On February 12, 2025, the Storm signed Holmes to a rookie contract. On May 12, she was waived by the Storm. She was re-signed by the Storm on June 16. She made her debut on June 17, in a 98–67 win against the Los Angeles Sparks, playing 5 minutes off the bench.

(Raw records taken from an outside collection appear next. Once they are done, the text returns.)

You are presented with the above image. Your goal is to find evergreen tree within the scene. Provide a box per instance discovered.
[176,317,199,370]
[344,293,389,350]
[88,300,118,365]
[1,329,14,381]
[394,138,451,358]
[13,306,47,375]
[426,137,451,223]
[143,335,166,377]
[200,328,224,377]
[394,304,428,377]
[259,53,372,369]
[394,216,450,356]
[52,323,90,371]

On September 10, 2025, Holmes signed with the Geelong Venom of the Women's National Basketball League (WNBL) in Australia for the 2025–26 season. She was named to the All-WNBL First Team.

==Career statistics==
Legend
| GP | Games played | GS | Games started | MPG | Minutes per game | FG% | Field goal percentage |
| 3P% | 3-point field goal percentage | FT% | Free throw percentage | RPG | Rebounds per game | APG | Assists per game |
| SPG | Steals per game | BPG | Blocks per game | TO | Turnovers per game | PPG | Points per game |
| Bold | Career high | * | Led Division I | ° | Led the league | ‡ | WNBA record |

===WNBA===
====Regular season====
Stats current through the 2025 season

WNBA regular season statistics
| Year | Team | GP | GS | MPG | FG% | 3P% | FT% | RPG | APG | SPG | BPG | TO | PPG |
|---|---|---|---|---|---|---|---|---|---|---|---|---|---|
| 2025 | Seattle | 10 | 0 | 5.8 | .714 | .000 | .000 | 0.9 | 0.2 | 0.5 | 0.1 | 0.0 | 1.0 |
| Career | 1 year, 1 team | 10 | 0 | 5.8 | .714 | .000 | .000 | 0.9 | 0.2 | 0.5 | 0.1 | 0.0 | 1.0 |

====Playoffs====

WNBA playoff statistics
| Year | Team | GP | GS | MPG | FG% | 3P% | FT% | RPG | APG | SPG | BPG | TO | PPG |
|---|---|---|---|---|---|---|---|---|---|---|---|---|---|
| 2025 | Seattle | 1 | 0 | 5.0 | .000 | .000 | .000 | 1.0 | 0.0 | 0.0 | 0.0 | 0.0 | 0.0 |
| Career | 1 year, 1 team | 1 | 0 | 5.0 | .000 | .000 | .000 | 1.0 | 0.0 | 0.0 | 0.0 | 0.0 | 0.0 |

===College===

| Year | Team | GP | GS | MPG | FG% | 3P% | FT% | RPG | APG | SPG | BPG | TO | PPG |
| 2019–20 | Indiana | 32 | 2 | 19.0 | 63.4 | 0.0 | 65.1 | 5.2 | 0.3 | 0.7 | 0.8 | 1.3 | 10.8 |
| 2020–21 | Indiana | 27 | 27 | 30.4 | 60.7 | 0.0 | 78.4 | 7.6 | 0.4 | 0.9 | 3.0 | 1.6 | 17.8 |
| 2021–22 | Indiana | 25 | 25 | 28.5 | 60.0 | 40.0 | 80.8 | 7.0 | 0.6 | 0.5 | 1.7° | 1.6 | 15.2 |
| 2022–23 | Indiana | 31 | 31 | 30.7 | 68.0 | 22.2 | 71.5 | 7.3 | 1.2 | 1.1 | 1.9° | 2.0 | 22.3 |
| 2023–24 | Indiana | 32 | 31 | 28.2 | 65.0° | 16.7 | 71.6 | 6.8 | 1.4 | 0.9 | 1.6° | 2.4 | 19.8 |
| Career | 147 | 116 | 27.2 | 63.9 | 23.8 | 72.9 | 6.7 | 0.8 | 0.8 | 1.8 | 1.8 | 17.2 |
Statistics retrieved from Sports-Reference.